After Stem Cell Transplant, Children Soon Recover Emotionally

Troy Brown

February 06, 2012

February 6, 2012 — Parents of children who undergo stem cell transplantation (SCT) might have a little less to worry about: 6 months out, most children have recovered emotionally, without signs of depression or posttraumatic stress disorder, according to a study published online February 6 in Pediatrics.

Sean Phipps, PhD, from the Department of Psychology, St. Jude Children's Research Hospital, Memphis, Tennessee, and colleagues conducted a randomized, multisite trial on patients undergoing SCT at 4 pediatric SCT centers in the United States and Canada.

Dr. Phipps and colleagues examined whether children adjusted better long-term after SCT when additional therapies such as humor therapy and massage therapy were added to standard care, or when a parent was also provided with massage therapy and relaxation/imagery work. They found that there was no significant difference between the groups, and to their surprise, most children who had undergone SCT were at least as happy as healthy children at week 24.

"Such excellent adjustment has been reported previously in general pediatric oncology populations, but children undergoing SCT were thought to be a subgroup at higher risk of adjustment difficulties," write the authors.

Of a sample of 163 patients at baseline, 97 patients remained in the study at week 24; 25 patients had died, 11 withdrew from the study, 8 were removed from the study for medical reasons including relapse or second transplant, and 22 missed the assessment at week 24.

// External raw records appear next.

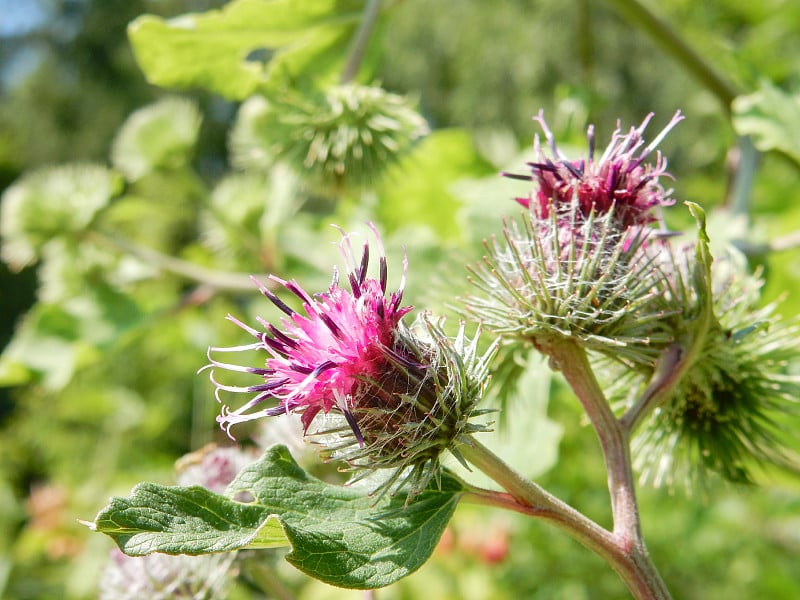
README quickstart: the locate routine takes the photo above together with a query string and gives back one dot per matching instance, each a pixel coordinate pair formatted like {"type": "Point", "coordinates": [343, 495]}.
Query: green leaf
{"type": "Point", "coordinates": [215, 49]}
{"type": "Point", "coordinates": [185, 520]}
{"type": "Point", "coordinates": [772, 118]}
{"type": "Point", "coordinates": [523, 435]}
{"type": "Point", "coordinates": [338, 535]}
{"type": "Point", "coordinates": [419, 190]}
{"type": "Point", "coordinates": [55, 340]}
{"type": "Point", "coordinates": [160, 135]}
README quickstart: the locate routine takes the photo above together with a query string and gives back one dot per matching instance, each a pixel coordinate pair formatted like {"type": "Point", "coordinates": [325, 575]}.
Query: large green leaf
{"type": "Point", "coordinates": [219, 50]}
{"type": "Point", "coordinates": [339, 535]}
{"type": "Point", "coordinates": [772, 117]}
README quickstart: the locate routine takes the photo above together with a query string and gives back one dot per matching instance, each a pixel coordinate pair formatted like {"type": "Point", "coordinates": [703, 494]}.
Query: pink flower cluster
{"type": "Point", "coordinates": [620, 179]}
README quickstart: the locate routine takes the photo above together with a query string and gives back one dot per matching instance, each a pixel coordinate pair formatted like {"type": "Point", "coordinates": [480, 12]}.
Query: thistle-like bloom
{"type": "Point", "coordinates": [405, 397]}
{"type": "Point", "coordinates": [569, 277]}
{"type": "Point", "coordinates": [620, 179]}
{"type": "Point", "coordinates": [574, 268]}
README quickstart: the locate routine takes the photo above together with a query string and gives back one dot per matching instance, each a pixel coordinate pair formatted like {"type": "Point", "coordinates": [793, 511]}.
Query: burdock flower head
{"type": "Point", "coordinates": [727, 412]}
{"type": "Point", "coordinates": [574, 267]}
{"type": "Point", "coordinates": [405, 394]}
{"type": "Point", "coordinates": [619, 181]}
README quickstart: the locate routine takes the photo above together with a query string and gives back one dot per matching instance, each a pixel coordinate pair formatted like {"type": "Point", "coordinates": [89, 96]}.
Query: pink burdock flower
{"type": "Point", "coordinates": [574, 267]}
{"type": "Point", "coordinates": [620, 180]}
{"type": "Point", "coordinates": [320, 359]}
{"type": "Point", "coordinates": [405, 396]}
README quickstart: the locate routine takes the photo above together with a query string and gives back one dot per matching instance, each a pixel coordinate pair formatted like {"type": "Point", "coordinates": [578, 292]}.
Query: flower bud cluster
{"type": "Point", "coordinates": [724, 415]}
{"type": "Point", "coordinates": [344, 138]}
{"type": "Point", "coordinates": [574, 266]}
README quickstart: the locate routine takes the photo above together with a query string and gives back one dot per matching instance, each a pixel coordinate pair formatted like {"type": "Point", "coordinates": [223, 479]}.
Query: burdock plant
{"type": "Point", "coordinates": [588, 275]}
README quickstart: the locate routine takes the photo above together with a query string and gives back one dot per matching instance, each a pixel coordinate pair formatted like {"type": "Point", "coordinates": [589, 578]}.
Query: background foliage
{"type": "Point", "coordinates": [111, 322]}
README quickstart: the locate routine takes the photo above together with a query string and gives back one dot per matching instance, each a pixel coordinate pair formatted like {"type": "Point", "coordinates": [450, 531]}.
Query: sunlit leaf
{"type": "Point", "coordinates": [161, 135]}
{"type": "Point", "coordinates": [338, 535]}
{"type": "Point", "coordinates": [235, 50]}
{"type": "Point", "coordinates": [419, 189]}
{"type": "Point", "coordinates": [51, 202]}
{"type": "Point", "coordinates": [772, 117]}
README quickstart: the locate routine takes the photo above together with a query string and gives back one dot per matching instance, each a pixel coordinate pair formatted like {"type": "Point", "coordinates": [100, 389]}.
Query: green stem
{"type": "Point", "coordinates": [671, 42]}
{"type": "Point", "coordinates": [571, 360]}
{"type": "Point", "coordinates": [526, 497]}
{"type": "Point", "coordinates": [358, 46]}
{"type": "Point", "coordinates": [223, 280]}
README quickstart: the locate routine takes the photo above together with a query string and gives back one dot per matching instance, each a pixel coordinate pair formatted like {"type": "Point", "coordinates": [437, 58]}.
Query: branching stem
{"type": "Point", "coordinates": [358, 47]}
{"type": "Point", "coordinates": [526, 497]}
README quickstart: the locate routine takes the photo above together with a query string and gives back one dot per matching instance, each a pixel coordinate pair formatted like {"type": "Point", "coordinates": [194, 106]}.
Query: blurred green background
{"type": "Point", "coordinates": [105, 328]}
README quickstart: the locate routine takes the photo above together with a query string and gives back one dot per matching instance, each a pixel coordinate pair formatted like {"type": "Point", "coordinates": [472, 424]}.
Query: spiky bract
{"type": "Point", "coordinates": [343, 138]}
{"type": "Point", "coordinates": [727, 412]}
{"type": "Point", "coordinates": [575, 276]}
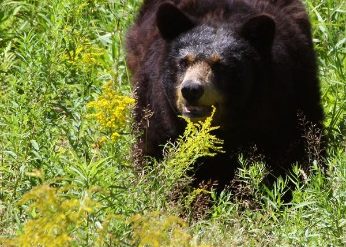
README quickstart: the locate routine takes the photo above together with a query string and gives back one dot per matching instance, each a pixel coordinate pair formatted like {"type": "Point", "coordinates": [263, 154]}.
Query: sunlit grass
{"type": "Point", "coordinates": [66, 170]}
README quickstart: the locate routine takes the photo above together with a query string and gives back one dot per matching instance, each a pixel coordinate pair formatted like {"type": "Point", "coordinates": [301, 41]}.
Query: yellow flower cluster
{"type": "Point", "coordinates": [55, 218]}
{"type": "Point", "coordinates": [111, 110]}
{"type": "Point", "coordinates": [156, 229]}
{"type": "Point", "coordinates": [84, 53]}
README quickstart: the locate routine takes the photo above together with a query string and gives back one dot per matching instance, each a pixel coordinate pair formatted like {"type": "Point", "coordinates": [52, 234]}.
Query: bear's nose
{"type": "Point", "coordinates": [192, 91]}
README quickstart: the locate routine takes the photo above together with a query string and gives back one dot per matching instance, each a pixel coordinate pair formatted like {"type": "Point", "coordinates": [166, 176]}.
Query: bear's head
{"type": "Point", "coordinates": [212, 64]}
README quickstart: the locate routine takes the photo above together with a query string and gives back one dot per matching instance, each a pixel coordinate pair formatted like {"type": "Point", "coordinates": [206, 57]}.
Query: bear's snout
{"type": "Point", "coordinates": [192, 91]}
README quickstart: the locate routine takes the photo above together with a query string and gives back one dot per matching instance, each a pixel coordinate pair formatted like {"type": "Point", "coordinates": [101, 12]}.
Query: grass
{"type": "Point", "coordinates": [65, 173]}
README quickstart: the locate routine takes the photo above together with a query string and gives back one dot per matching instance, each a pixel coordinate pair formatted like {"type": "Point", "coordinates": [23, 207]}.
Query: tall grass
{"type": "Point", "coordinates": [66, 175]}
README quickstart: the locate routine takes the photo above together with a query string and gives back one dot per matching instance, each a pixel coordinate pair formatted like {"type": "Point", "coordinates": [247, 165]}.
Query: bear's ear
{"type": "Point", "coordinates": [260, 31]}
{"type": "Point", "coordinates": [171, 21]}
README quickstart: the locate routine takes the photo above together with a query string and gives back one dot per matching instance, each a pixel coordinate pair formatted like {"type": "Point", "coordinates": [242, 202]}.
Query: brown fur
{"type": "Point", "coordinates": [285, 84]}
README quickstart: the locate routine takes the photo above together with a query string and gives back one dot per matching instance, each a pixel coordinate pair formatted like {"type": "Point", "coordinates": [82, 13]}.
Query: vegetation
{"type": "Point", "coordinates": [65, 129]}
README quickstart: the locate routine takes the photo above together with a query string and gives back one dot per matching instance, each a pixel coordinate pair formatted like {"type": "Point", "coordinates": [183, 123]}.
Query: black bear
{"type": "Point", "coordinates": [251, 59]}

The child/parent dyads completed questionnaires about the child's physical health, health-related quality of life, and emotional well-being at admission and week 24. After that, patient/parent dyads were randomly assigned (stratified by age group, site, and type of transplantation) to 1 of the 3 treatment groups.

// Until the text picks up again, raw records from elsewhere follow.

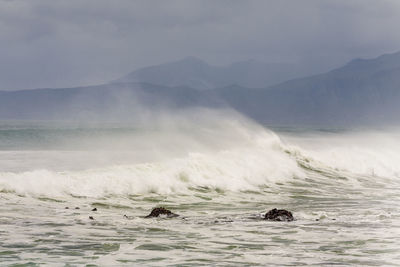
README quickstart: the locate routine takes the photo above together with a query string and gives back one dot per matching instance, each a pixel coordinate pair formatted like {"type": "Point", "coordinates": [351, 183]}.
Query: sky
{"type": "Point", "coordinates": [47, 43]}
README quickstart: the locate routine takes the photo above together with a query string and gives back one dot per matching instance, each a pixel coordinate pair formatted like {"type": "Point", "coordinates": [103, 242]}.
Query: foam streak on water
{"type": "Point", "coordinates": [342, 187]}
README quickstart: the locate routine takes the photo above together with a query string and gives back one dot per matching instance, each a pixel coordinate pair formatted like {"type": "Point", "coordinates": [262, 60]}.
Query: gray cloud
{"type": "Point", "coordinates": [47, 43]}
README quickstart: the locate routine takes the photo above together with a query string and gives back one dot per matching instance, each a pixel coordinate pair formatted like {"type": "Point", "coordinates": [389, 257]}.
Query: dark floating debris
{"type": "Point", "coordinates": [157, 212]}
{"type": "Point", "coordinates": [279, 215]}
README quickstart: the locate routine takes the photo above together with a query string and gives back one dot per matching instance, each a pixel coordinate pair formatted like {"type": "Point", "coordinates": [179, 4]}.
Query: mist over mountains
{"type": "Point", "coordinates": [197, 74]}
{"type": "Point", "coordinates": [362, 92]}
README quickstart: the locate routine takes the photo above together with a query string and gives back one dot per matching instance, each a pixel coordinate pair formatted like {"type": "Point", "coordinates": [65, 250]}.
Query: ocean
{"type": "Point", "coordinates": [221, 176]}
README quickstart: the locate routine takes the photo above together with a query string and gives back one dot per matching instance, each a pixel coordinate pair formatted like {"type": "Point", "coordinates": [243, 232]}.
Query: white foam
{"type": "Point", "coordinates": [245, 167]}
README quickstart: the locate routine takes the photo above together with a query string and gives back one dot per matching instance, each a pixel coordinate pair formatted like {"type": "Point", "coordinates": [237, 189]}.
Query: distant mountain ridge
{"type": "Point", "coordinates": [195, 73]}
{"type": "Point", "coordinates": [362, 92]}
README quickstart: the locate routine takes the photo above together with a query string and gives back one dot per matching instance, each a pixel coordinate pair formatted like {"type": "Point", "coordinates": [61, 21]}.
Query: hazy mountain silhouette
{"type": "Point", "coordinates": [197, 74]}
{"type": "Point", "coordinates": [361, 92]}
{"type": "Point", "coordinates": [365, 91]}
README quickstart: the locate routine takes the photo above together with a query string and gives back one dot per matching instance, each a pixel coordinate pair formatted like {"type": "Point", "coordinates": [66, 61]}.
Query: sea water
{"type": "Point", "coordinates": [342, 186]}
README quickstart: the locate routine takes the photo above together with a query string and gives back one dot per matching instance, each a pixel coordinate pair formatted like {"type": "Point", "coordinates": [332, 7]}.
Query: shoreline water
{"type": "Point", "coordinates": [342, 188]}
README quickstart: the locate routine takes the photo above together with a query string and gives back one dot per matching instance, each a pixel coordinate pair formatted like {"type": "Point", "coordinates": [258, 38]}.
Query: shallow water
{"type": "Point", "coordinates": [343, 189]}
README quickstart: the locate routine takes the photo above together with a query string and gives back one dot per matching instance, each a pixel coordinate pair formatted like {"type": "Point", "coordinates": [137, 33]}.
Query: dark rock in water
{"type": "Point", "coordinates": [279, 215]}
{"type": "Point", "coordinates": [157, 212]}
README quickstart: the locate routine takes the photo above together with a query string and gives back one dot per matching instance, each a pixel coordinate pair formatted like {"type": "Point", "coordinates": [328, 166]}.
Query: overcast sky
{"type": "Point", "coordinates": [47, 43]}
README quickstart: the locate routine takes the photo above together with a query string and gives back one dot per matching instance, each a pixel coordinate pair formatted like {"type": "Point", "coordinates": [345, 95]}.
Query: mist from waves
{"type": "Point", "coordinates": [217, 151]}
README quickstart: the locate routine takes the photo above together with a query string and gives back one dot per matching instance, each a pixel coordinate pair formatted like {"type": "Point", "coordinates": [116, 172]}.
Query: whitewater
{"type": "Point", "coordinates": [221, 175]}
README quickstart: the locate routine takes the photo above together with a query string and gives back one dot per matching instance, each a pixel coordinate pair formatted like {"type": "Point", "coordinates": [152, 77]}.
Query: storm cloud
{"type": "Point", "coordinates": [48, 43]}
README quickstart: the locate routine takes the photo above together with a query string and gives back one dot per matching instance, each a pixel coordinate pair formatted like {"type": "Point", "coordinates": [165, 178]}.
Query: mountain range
{"type": "Point", "coordinates": [364, 91]}
{"type": "Point", "coordinates": [197, 74]}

The standard-care group received typical supportive care that included aggressive pharmacologic treatment of symptoms and psychosocial support by a multidisciplinary team.

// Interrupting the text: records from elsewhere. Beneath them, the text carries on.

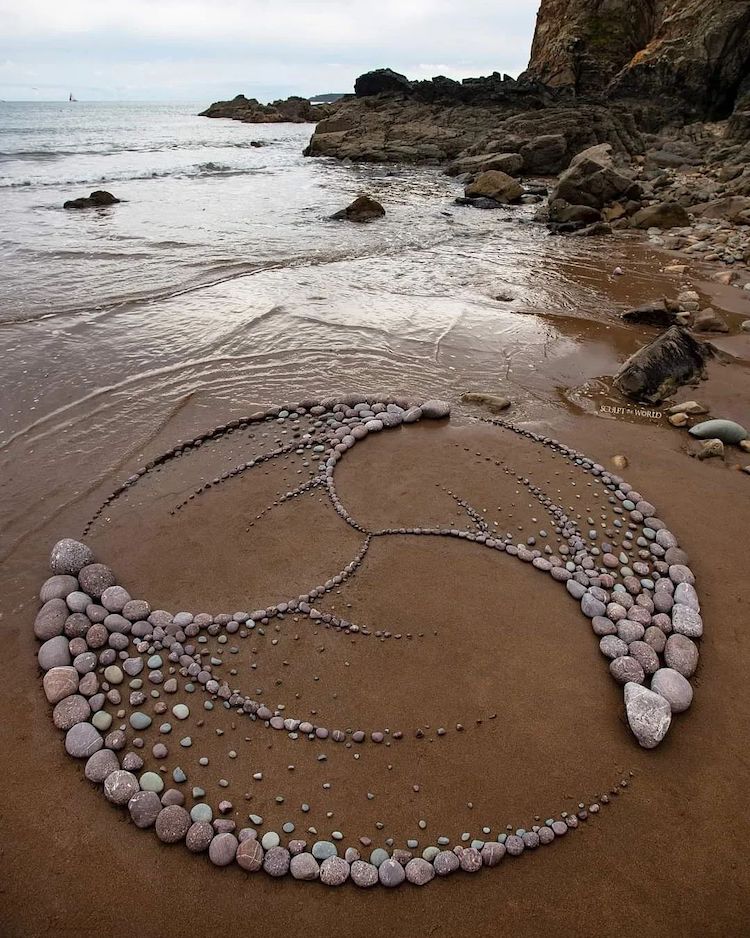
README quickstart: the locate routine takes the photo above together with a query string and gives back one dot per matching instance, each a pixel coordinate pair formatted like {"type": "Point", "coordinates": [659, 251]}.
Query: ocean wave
{"type": "Point", "coordinates": [195, 171]}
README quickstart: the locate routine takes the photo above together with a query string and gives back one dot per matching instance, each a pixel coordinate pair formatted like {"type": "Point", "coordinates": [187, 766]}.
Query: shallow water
{"type": "Point", "coordinates": [220, 281]}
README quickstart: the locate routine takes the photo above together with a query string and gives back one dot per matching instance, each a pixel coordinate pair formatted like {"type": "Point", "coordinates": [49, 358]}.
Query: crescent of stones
{"type": "Point", "coordinates": [646, 614]}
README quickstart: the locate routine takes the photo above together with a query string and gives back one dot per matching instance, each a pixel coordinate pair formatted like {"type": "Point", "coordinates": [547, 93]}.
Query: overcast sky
{"type": "Point", "coordinates": [201, 50]}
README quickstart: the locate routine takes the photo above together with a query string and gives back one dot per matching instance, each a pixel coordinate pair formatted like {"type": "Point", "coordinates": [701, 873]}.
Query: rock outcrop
{"type": "Point", "coordinates": [293, 110]}
{"type": "Point", "coordinates": [691, 58]}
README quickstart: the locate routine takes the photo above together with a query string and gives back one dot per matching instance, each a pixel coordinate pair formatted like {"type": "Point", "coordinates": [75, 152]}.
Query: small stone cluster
{"type": "Point", "coordinates": [95, 637]}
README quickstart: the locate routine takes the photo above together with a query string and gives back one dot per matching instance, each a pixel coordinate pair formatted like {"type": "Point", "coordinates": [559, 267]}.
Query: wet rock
{"type": "Point", "coordinates": [496, 185]}
{"type": "Point", "coordinates": [655, 371]}
{"type": "Point", "coordinates": [649, 715]}
{"type": "Point", "coordinates": [661, 215]}
{"type": "Point", "coordinates": [362, 209]}
{"type": "Point", "coordinates": [97, 199]}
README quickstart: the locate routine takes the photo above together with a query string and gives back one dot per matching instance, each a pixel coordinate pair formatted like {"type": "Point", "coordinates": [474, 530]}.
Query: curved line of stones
{"type": "Point", "coordinates": [396, 868]}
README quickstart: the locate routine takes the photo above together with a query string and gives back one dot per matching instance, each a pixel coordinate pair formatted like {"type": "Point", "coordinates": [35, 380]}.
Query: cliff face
{"type": "Point", "coordinates": [690, 56]}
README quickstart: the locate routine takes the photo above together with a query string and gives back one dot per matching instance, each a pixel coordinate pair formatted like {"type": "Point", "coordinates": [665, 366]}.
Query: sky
{"type": "Point", "coordinates": [206, 50]}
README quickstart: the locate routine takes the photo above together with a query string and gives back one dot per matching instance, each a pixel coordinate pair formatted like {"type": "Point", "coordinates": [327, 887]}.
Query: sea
{"type": "Point", "coordinates": [220, 279]}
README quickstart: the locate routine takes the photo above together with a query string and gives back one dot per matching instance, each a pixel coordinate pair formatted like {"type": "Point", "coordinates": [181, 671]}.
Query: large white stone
{"type": "Point", "coordinates": [649, 714]}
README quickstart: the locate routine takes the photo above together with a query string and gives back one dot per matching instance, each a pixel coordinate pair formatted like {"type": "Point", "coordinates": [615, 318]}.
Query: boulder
{"type": "Point", "coordinates": [97, 199]}
{"type": "Point", "coordinates": [545, 154]}
{"type": "Point", "coordinates": [381, 81]}
{"type": "Point", "coordinates": [651, 314]}
{"type": "Point", "coordinates": [708, 320]}
{"type": "Point", "coordinates": [661, 215]}
{"type": "Point", "coordinates": [363, 208]}
{"type": "Point", "coordinates": [593, 179]}
{"type": "Point", "coordinates": [649, 714]}
{"type": "Point", "coordinates": [655, 371]}
{"type": "Point", "coordinates": [509, 163]}
{"type": "Point", "coordinates": [496, 185]}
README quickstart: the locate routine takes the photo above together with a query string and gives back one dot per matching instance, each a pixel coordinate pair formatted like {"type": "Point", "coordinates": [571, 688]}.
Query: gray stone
{"type": "Point", "coordinates": [54, 653]}
{"type": "Point", "coordinates": [82, 741]}
{"type": "Point", "coordinates": [223, 849]}
{"type": "Point", "coordinates": [276, 861]}
{"type": "Point", "coordinates": [69, 557]}
{"type": "Point", "coordinates": [334, 871]}
{"type": "Point", "coordinates": [674, 688]}
{"type": "Point", "coordinates": [120, 786]}
{"type": "Point", "coordinates": [144, 808]}
{"type": "Point", "coordinates": [304, 866]}
{"type": "Point", "coordinates": [101, 764]}
{"type": "Point", "coordinates": [250, 855]}
{"type": "Point", "coordinates": [172, 824]}
{"type": "Point", "coordinates": [60, 683]}
{"type": "Point", "coordinates": [364, 874]}
{"type": "Point", "coordinates": [50, 620]}
{"type": "Point", "coordinates": [390, 872]}
{"type": "Point", "coordinates": [626, 669]}
{"type": "Point", "coordinates": [648, 713]}
{"type": "Point", "coordinates": [57, 587]}
{"type": "Point", "coordinates": [681, 654]}
{"type": "Point", "coordinates": [686, 620]}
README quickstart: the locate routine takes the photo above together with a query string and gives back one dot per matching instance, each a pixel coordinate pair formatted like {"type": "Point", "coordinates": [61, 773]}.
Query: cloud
{"type": "Point", "coordinates": [195, 49]}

The child-only intervention group was given a 30-minute massage by a licensed massage therapist 3 times per week, from admission through the third week, in addition to standard care. This group also received humor therapy and visits from a research assistant (RA) therapist once per week.

In the child-and-parent intervention group, children received the same intervention as those in the child-only intervention group. The parent was given the same massage treatment as the child, as well as a relaxation intervention with guided imagery. Parents were provided with a relaxation CD and instructed to use it every day, as well as weekly refresher sessions with the RA therapist.

Children's Depression Inventory (CDI) scores indicated an overall reduction in depression between admission and week 24 (F, 20.8; P < .001). But, there were no significant differences between the groups (F, 0.3; P > .7), and no intervention effect was found.

At the time of admission, 5.3% of participants had CDI scores in the clinical range, and at week 24, 4.7% of participants had scores in the clinical range. In normal children, 9.6% of children have scores in the clinical range.

There was a significant reduction in posttraumatic stress syndrome from admission to week 24 (F, 21.3; P < .001), but no differences were noted between the groups (F, 0.9; P > .3), and no intervention effect was found (F, 0.8; P > .4). On admission, children's reports of posttraumatic stress syndrome were greater than historic reports by healthy children. By week 24, there were no longer significant differences between study participants and healthy children.

In all 3 groups, all subscales on the Children's Health Questionnaire were improved (all P < .05, except physical functioning [P = .08]). No differences were found between intervention groups (all P > .1), and no intervention effects were found (all P > .2).

At admission, patient reports on mental health, self-esteem, behavior, and bodily pain scores did not differ statistically from normative data (all P > .1). However, the patients did show poorer scores for physical functioning (t, −8.3; P < .001) and general health (t, −7.3; P < .001) on the Children's Health Questionnaire than normative values for healthy children. Also, although scores for physical functioning and general health improved for the patients by week 24, they remained significantly below the norm for healthy children (P < .01).

At week 24, self-esteem (t, 4.1; P < .001), behavior (t, 6.2; P < .001), mental health (t, 2.3; P = .02), and bodily pain (t, 2.6; P = .01) scores for the patients were significantly better than normal values for healthy children.

"Given that the normative response to SCT is recovery after a brief disruption, it appears that a resilience model, rather than a posttraumatic stress model, is a better fit for conceptualizing child response to SCT," the authors write.

Benefit finding in all 3 groups improved during the study (F, 16.4; P < .001). No significant differences were found between the treatment groups (F, 1.0; P > .3). At admission, scores on the Benefit Finding Scale for Children were comparable to those in a cross-section of children with cancer studied in earlier research (t, 1.1; P > .2), but they were significantly higher at week 24 (t, 4.8; P < .001).

Study limitations include a high rate of attrition and a wide age range of ages for the participants.

"The observed pattern of good adjustment and low distress during SCT is counterintuitive and contradictory to prior research, warranting further investigation about the factors that may contribute to these findings," conclude the authors.

The study was supported by the National Institutes of Health and the American Lebanese Syrian Associated Charities. The authors have disclosed no relevant financial relationships.